Complement C3c and related protein biomarkers in amyotrophic lateral sclerosis and Parkinson's disease
Amyotrophic Lateral Sclerosis
We have used quantitative 2D gel electrophoresis to analyze serum proteins from 422 patients with neurodegenerative diseases and normal individuals in an unbiased approach to identify biomarkers. Differences in abnormal serum levels were found between amyotrophic lateral sclerosis (ALS), Parkinson's disease (PD), and related disorders for 34 protein biomarker spots, nine of which were related to the complement system.
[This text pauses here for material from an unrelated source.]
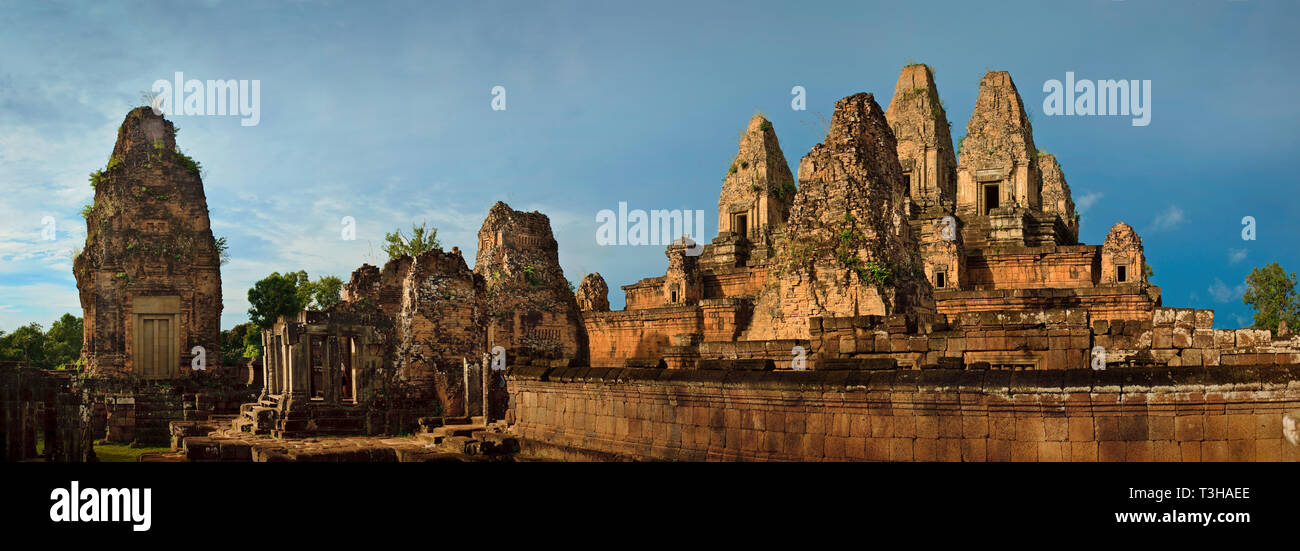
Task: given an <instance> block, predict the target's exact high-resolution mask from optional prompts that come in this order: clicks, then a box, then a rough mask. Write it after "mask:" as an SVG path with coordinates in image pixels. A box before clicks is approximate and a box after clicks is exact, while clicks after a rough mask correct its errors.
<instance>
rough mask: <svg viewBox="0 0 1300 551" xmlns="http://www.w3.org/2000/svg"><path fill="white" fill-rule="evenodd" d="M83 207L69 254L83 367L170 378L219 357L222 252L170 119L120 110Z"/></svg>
mask: <svg viewBox="0 0 1300 551" xmlns="http://www.w3.org/2000/svg"><path fill="white" fill-rule="evenodd" d="M99 174H100V175H99V177H98V179H99V183H98V185H96V186H95V203H94V207H92V208H91V209H90V212H88V213H87V216H86V247H85V250H82V252H81V253H79V255H78V256H77V257H75V259H74V261H73V274H74V276H75V278H77V288H78V291H79V294H81V303H82V309H83V312H85V338H83V348H82V356H83V359H85V360H86V369H87V372H88V373H91V374H100V376H122V374H133V376H138V377H146V378H172V377H177V376H181V374H183V373H187V372H190V366H191V357H192V353H191V351H192V350H194V347H200V346H201V347H203V348H204V350H205V351H207V353H205V364H207V365H205V369H217V368H220V364H221V355H220V353H218V351H220V331H221V326H220V320H221V309H222V305H221V259H220V253H218V251H217V246H216V240H214V239H213V235H212V230H211V229H209V221H208V205H207V199H205V196H204V192H203V179H201V175H200V172H199V166H198V165H196V164H195V162H194V161H192V160H190V159H188V157H187V156H185V155H182V153H181V152H179V149H178V148H177V144H175V129H174V126H173V125H172V122H170V121H166V120H165V118H162V117H161V116H159V114H155V113H153V112H152V109H149V108H136V109H134V110H131V112H130V113H127V116H126V120H125V121H122V125H121V127H120V129H118V135H117V143H116V146H114V147H113V153H112V156H110V159H109V162H108V166H107V169H104V170H103V172H101V173H99Z"/></svg>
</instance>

Of these nine, four spots originated from the Complement C3b-alpha-chain (C3c(1), C3c(2a), C3c(2b), and C3dg). The C3c spots (C3c(1), C3c(2a), and C3c(2b)) had the same amino acid sequence and glycosylation, though only C3c(1) was phosphorylated. In addition, Complement Factors H, Bb, and Pre-Serum amyloid protein displayed different serum concentrations in ALS, PD, and normal sera, whereas Complement C4b gamma-chain and Complement Factor I did not. The differential expression of the complement proteins provides potentially useful biomarkers as well as evidence for the involvement of inflammatory processes in the pathogenesis of ALS and PD.